Tous convoqués à une réunion surprise, en début d’après-midi.
Une bouffée brûlante enflamme sa poitrine. Le grand jour est arrivé. Il va l’annoncer à tous.
Cloé sourit et ferme les yeux. Aujourd’hui, jour du sacre. Aujourd’hui, elle tiendra sa victoire.
Il faut qu’elle partage ça avec quelqu’un, qu’elle le crie sur les toits. Elle attrape son portable, ouvre son répertoire. Mais qui appeler ?
Naturellement, elle compose le numéro d’Alexandre. Il décroche quasi instantanément.
— C’est moi, Cloé. Je te dérange ?
— Je conduis, mais ça va… Qu’est-ce qui se passe ?
— Le Vieux nous convoque tous pour une réunion surprise cet après-midi. Il va annoncer qui sera son successeur… Ça y est, je vais enfin être officiellement désignée !
— Tant mieux, répond Alexandre.
— Ça n’a pas l’air de te faire plaisir !
Elle réalise soudain qu’elle connaît à peine cet homme. Pourtant, c’est à lui qu’elle a eu envie de se confier.
— C’est pas ça, réplique Gomez. J’ai quelques soucis, je t’en parlerai ce soir. J’ai un rendez-vous, là…
— D’accord. Je t’embrasse.
— Moi aussi.
Il raccroche, Cloé relit le mail de Pardieu. Sa main se crispe sur la souris.
Bizarre que le Vieux ne lui en ait pas parlé avant de l’envoyer.
Mais pourquoi lui en aurait-il parlé, après tout ? Il lui a déjà annoncé la bonne nouvelle il y a des semaines. Et puis, elle se remémore qu’il lui a fait des sourires appuyés ce matin, quand elle est passée le saluer. Ils ont conversé un long moment, elle s’est à nouveau excusée de son retard de vendredi avant de lui parler d’un gros contrat qu’elle s’apprête à décrocher. Une manne, pour l’Agence. Et Papy a eu l’air particulièrement satisfait.
Alors non, aucun doute ne doit venir la ronger.
Elle se laisse aller en arrière sur son fauteuil, savoure l’instant. L’impression d’être une princesse à la veille de son couronnement. Bientôt, elle sera maîtresse en ces lieux.

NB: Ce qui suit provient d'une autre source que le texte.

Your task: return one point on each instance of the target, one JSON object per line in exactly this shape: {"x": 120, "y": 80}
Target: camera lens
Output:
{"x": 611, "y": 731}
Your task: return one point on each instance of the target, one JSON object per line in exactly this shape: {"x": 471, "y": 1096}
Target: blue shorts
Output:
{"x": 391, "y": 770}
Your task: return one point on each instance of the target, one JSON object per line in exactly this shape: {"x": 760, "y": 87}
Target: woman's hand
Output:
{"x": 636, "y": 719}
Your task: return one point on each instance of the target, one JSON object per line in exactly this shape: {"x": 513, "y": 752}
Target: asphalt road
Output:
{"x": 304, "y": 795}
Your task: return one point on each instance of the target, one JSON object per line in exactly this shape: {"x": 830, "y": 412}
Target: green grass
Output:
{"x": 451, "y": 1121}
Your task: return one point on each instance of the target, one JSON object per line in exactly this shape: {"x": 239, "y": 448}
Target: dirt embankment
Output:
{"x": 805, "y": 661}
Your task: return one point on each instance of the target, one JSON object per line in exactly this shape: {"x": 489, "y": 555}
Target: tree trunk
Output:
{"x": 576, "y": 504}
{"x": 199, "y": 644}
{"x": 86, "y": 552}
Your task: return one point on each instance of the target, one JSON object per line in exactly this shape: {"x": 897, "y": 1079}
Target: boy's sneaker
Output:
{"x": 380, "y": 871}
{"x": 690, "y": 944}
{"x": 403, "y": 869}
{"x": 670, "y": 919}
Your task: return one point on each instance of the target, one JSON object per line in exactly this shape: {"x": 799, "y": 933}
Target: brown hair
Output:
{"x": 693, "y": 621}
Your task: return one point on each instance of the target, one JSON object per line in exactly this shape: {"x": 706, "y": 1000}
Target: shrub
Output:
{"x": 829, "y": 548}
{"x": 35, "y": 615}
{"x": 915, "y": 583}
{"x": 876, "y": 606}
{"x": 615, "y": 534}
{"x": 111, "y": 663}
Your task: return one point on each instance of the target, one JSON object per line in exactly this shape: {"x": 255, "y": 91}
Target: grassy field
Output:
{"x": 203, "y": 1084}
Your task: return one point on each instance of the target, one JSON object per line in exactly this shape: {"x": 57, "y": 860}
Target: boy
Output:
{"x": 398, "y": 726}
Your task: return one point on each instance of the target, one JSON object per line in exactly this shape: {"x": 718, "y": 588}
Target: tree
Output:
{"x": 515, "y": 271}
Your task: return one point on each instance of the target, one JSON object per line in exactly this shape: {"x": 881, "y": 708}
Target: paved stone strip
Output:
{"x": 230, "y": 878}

Des années de travail acharné, des sacrifices astronomiques. Et enfin, la récompense.
Elle aurait aimé l’annoncer à Bertrand. Elle a passé la nuit avec un autre homme, pense encore à lui. Il devrait être là, à ses côtés. Il est si loin, pourtant. La blessure, toujours ouverte, semble refuser de cicatriser.
Après la joie, les larmes.
Je n’aurais jamais couché avec ce flic si tu ne m’avais pas abandonnée !
Soudain, alors qu’elle imagine les yeux fermés le visage de Bertrand, quelque chose la percute de plein fouet. Quelque chose qui manque de la faire tomber.
Une évidence.
Chaque fois que ce monstre s’est manifesté, Bertrand n’était pas là.
J’ai déjà aperçu l’Ombre dans la rue, alors que j’étais avec Carole. Mais jamais lorsque j’étais en compagnie de Bertrand. Pourquoi ?
La première fois que ce malade m’a suivie dans la rue, c’était après une soirée où Bertrand ne m’avait pas accompagnée.
Tant de coïncidences troublantes… Son esprit se met à tourner à un rythme effréné, l’épisode du garage lui revient en mémoire.
Bertrand a très bien pu couper l’électricité lui-même, me tendre ensuite ce piège. Qu’est-ce qui me prouve qu’il a réellement été le témoin de cet accident de voiture ?
Le soir où j’ai vu l’Ombre dans le jardin… Quelques minutes plus tard, Bertrand sonnait à ma porte.
L’accident de mon père… Je lui avais donné l’adresse de mes parents et raconté au téléphone que papa faisait sa balade chaque matin.